The first one can be written as a sum:

$\int\frac{2x^3+1}{x^2}dx=\int2xdx+\int\frac{1}{x^2 }dx$

Use the formula. Remember that $\frac{1}{x^2}=x^{-2}$.
ok so this turns to

$\int\frac{2x^2}{2} + \int\frac{x^-1}{-1}$

$\int x^2dx + \int\frac{-1}{x}dx$

i think i did something wrong

5. Originally Posted by break
Compute an antiderivative for each of the following functions:

$a) f(x) = \frac{2x^3+1}{x^2}$
$b) g(x) = \sqrt{x}+x^\frac{7}{3}$
$c) h(x) = csc(2x)cot(2x)$

I was never taught integrals properly, only the basics where u change $x^2$ to $x^3/3$.

can anyone help? thanks!
Alternatively, for c), remember

$\csc{(2x)}\cot{(2x)} = \frac{1}{\sin{(2x)}}\cdot \frac{\cos{(2x)}}{\sin{(2x)}}$

$= \frac{\cos{(2x)}}{\sin^2{(2x)}}$.

Now use a $u$ substitution.

Let $u = \sin{(2x)}$ so that $\frac{du}{dx} = 2\cos{(2x)}$.

Then you have

$\int{\csc{(2x)}\cot{(2x)}\,dx} = \int{\frac{\cos{(2x)}}{\sin^2{(2x)}}\,dx}$

$= \frac{1}{2}\int{\frac{1}{\sin^2{(2x)}}[2\cos{(2x)}]\,dx}$

$= \frac{1}{2}\int{\frac{1}{u^2}\,\frac{du}{dx}\,dx}$

$= \frac{1}{2}\int{u^{-2}\,du}$

$= -\frac{1}{2}u^{-1} + C$

$= -\frac{1}{2}\cdot\frac{1}{\sin{(2x)}} + C$

$= -\frac{1}{2}\csc{(2x)} + C$.

6. Originally Posted by Prove It
Then you have

$\int{\csc{(2x)}\cot{(2x)}\,dx} = \int{\frac{\cos{(2x)}}{\sin^2{(2x)}}\,dx}$

$= -\frac{1}{2}\int{\frac{1}{\sin^2{(2x)}}[-2\cos{(2x)}]\,dx}$
i got lost here. where did u get the -1/2 from? is there a rule for this?
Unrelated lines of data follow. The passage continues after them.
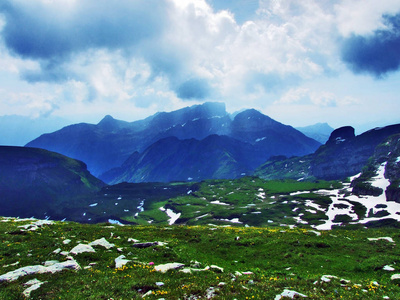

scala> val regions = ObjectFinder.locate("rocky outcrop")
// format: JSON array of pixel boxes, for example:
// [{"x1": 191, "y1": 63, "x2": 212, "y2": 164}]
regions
[
  {"x1": 326, "y1": 126, "x2": 355, "y2": 145},
  {"x1": 256, "y1": 124, "x2": 400, "y2": 181},
  {"x1": 0, "y1": 259, "x2": 81, "y2": 282},
  {"x1": 350, "y1": 133, "x2": 400, "y2": 202}
]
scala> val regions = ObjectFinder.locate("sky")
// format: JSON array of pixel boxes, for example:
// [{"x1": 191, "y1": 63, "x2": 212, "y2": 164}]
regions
[{"x1": 0, "y1": 0, "x2": 400, "y2": 137}]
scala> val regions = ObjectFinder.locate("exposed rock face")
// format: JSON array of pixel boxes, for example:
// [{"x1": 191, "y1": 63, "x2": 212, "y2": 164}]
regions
[
  {"x1": 326, "y1": 126, "x2": 355, "y2": 145},
  {"x1": 311, "y1": 125, "x2": 400, "y2": 180}
]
7. Originally Posted by break
ok so this turns to

$\int\frac{2x^2}{2} + \int\frac{x^-1}{-1}$

$\int x^2dx + \int\frac{-1}{x}dx$

i think i did something wrong
You're way off. The integral $\int 2xdx=\frac{2}{3}x^3+C$ is given by the formula $\int ax^ndx=\frac{a}{n+1}x^{n+1}+C$. Do you see how I applied the formula? It works the same for all polynomials. See if you can do the same for the second term.

Here is a tutorial that might help you with some of these. It seems like you don't have the basic concept of what an integral or anti-derivative is.

Pauls Online Notes : Calculus I - Indefinite Integrals

8. Originally Posted by break
i got lost here. where did u get the -1/2 from? is there a rule for this?
1. Notice my edit.

2. We need to change the integrand so that it has $\frac{du}{dx}$ in it.

So we change $\cos{(2x)}$ into $\frac{1}{2}\cdot 2\cos{(2x)}$.

Then I took the $\frac{1}{2}$ outside the integral.

You're way off. The integral $\int 2xdx=\frac{2}{3}x^3+C$ is given by the formula $\int ax^ndx=\frac{a}{n+1}x^{n+1}+C$. Do you see how I applied the formula? It works the same for all polynomials. See if you can do the same for the second term.

Here is a tutorial that might help you with some of these. It seems like you don't have the basic concept of what an integral or anti-derivative is.

Pauls Online Notes : Calculus I - Indefinite Integrals
why does x skip over $x^2$ and go to $x^3$? I see how the formula says n+1 but, 1+1 = 3? i don't get it.

10. Originally Posted by break
why does x skip over $x^2$ and go to $x^3$? I see how the formula says n+1 but, 1+1 = 3? i don't get it.
You're right

It should be $x^2+C$.

$\int 2xdx =\frac{2}{1+1}x^{1+1}+C=x^2+C$

Sorry about that. That was just a stupid mistake on my part.

You're right

It should be $x^2+C$.

$\int 2xdx =\frac{2}{1+1}x^{1+1}+C=x^2+C$

Sorry about that. That was just a stupid mistake on my part.
haha my brain was seriously about to explode right now. phew.

Originally Posted by break
$\int\frac{2x^2}{2} + \int\frac{x^-1}{-1}$

$\int x^2dx + \int\frac{-1}{x}dx$

i think i did something wrong
so i did get the first part right... right? haha. do i still have to plug in a + C early on?